Speaking Tuesday evening while out on the campaign trail at an Israeli community close to the Gaza border, Netanyahu's main rival, Zionist Union leader Yitzhak Herzog, noted that the speech may have been "impressive" to a domestic audience, but it would not change the outcome of the negotiations and was a "harsh wound" to diplomatic relations with "Israel's greatest ally and strategic partner."

Netanyahu's Congress stunt comes at an "extremely sensitive moment" in the Iranian nuclear negotiations, Mekelberg told VICE News. "The last thing US negotiators need at the moment is to be seen to be acting on behalf of the Israeli government. They wanted low-profile talks, not for the Iranians to think that they are acting in a certain way because they're afraid of Netanyahu."

"Of course [the speech] has upset the Obama administration," he added. "A lot has been invested politically in these talks."

Related: Leaders Defend 'Progress' in Iran Nuclear Talks After Deadline Is Extended by Seven Months.

In spite of Netanyahu's scathing address, US State Secretary John Kerry continued talks with Iranian officials in the Swiss town of Montreux Tuesday. "We're working away, productively," Kerry told reporters after the two-hour morning meeting.

The tensions Tuesday were palpable, even though Israel and the US both attempted to downplay the strain in the build up to the talks, which was pointedly arranged on the back of an invitation from Republicans in Congress, without consulting the Obama's administration. 

Nearly a quarter of Democrats boycotted the talks, including Vice President Joe Biden and other high-ranking officials.

"The people around Obama can't stand Netanyahu and can't stand his attitude," Mekelberg said. "The rift between Netanyahu and Obama is having a great impact right now. If Netanyahu stays on as Prime Minister, Israel-US relations will have a rough ride through the remainder of the Obama administration."

Indeed, the deterioration of relations between the two leaders has reached such cosmic proportions of late that an Israeli film production company, Hafakot 101, recently released a short Star Wars parody clip portraying Netanyahu as Obi-Wan Kenobi, battling Obama with a lightsaber in an effort to prevent the US president boarding a flight to Tehran to sign a nuclear deal.

One Democratic leader who was present at the speech later laid out a biting assessment of Netanyahu's rhetoric.

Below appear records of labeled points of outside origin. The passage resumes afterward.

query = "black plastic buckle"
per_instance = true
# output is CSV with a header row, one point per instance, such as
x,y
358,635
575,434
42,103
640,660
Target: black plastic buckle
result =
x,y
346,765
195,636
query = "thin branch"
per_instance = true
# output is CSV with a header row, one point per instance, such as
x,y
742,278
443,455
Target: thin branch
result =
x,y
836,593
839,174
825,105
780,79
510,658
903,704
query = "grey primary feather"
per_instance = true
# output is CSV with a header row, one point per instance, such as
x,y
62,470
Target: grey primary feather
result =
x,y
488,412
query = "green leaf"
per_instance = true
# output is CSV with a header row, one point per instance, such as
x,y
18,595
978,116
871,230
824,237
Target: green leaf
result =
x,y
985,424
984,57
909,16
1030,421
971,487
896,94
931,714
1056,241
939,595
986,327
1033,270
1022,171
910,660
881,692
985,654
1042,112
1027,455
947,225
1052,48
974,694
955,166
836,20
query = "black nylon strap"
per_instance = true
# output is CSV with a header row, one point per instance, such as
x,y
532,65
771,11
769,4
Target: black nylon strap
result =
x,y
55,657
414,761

House Minority Leader Nancy Pelosi said that as someone "who values the US-Israel relationship," she was in near tears and "saddened by the insult to the US."

Related: Iran Says US Airstrikes Can't Beat the Islamic State.

In a statement released shortly after the speech concluded, Pelosi implied that the Israeli prime minister was merely being provocative, considering that the US had already expressed its "commitment to preventing nuclear proliferation" and was aware that a "bad deal is worse than no deal."

Naomi Dann, a spokesperson for Jewish Voice for Peace, a California-based NGO that led a grassroots campaign encouraging members of Congress to skip Netanyahu's address, said that while most Democrats boycotted because they felt the "timing was inappropriate," the speech also provided a rare and invaluable opportunity for leftists to encourage questioning of the dominant discourse on Israel.

"Mainstream media in the US pretty much keeps to the line that Israel is right no matter what," Dann told VICE News. "So, anything that opens up debate about the special relationship between the US and Israel is great."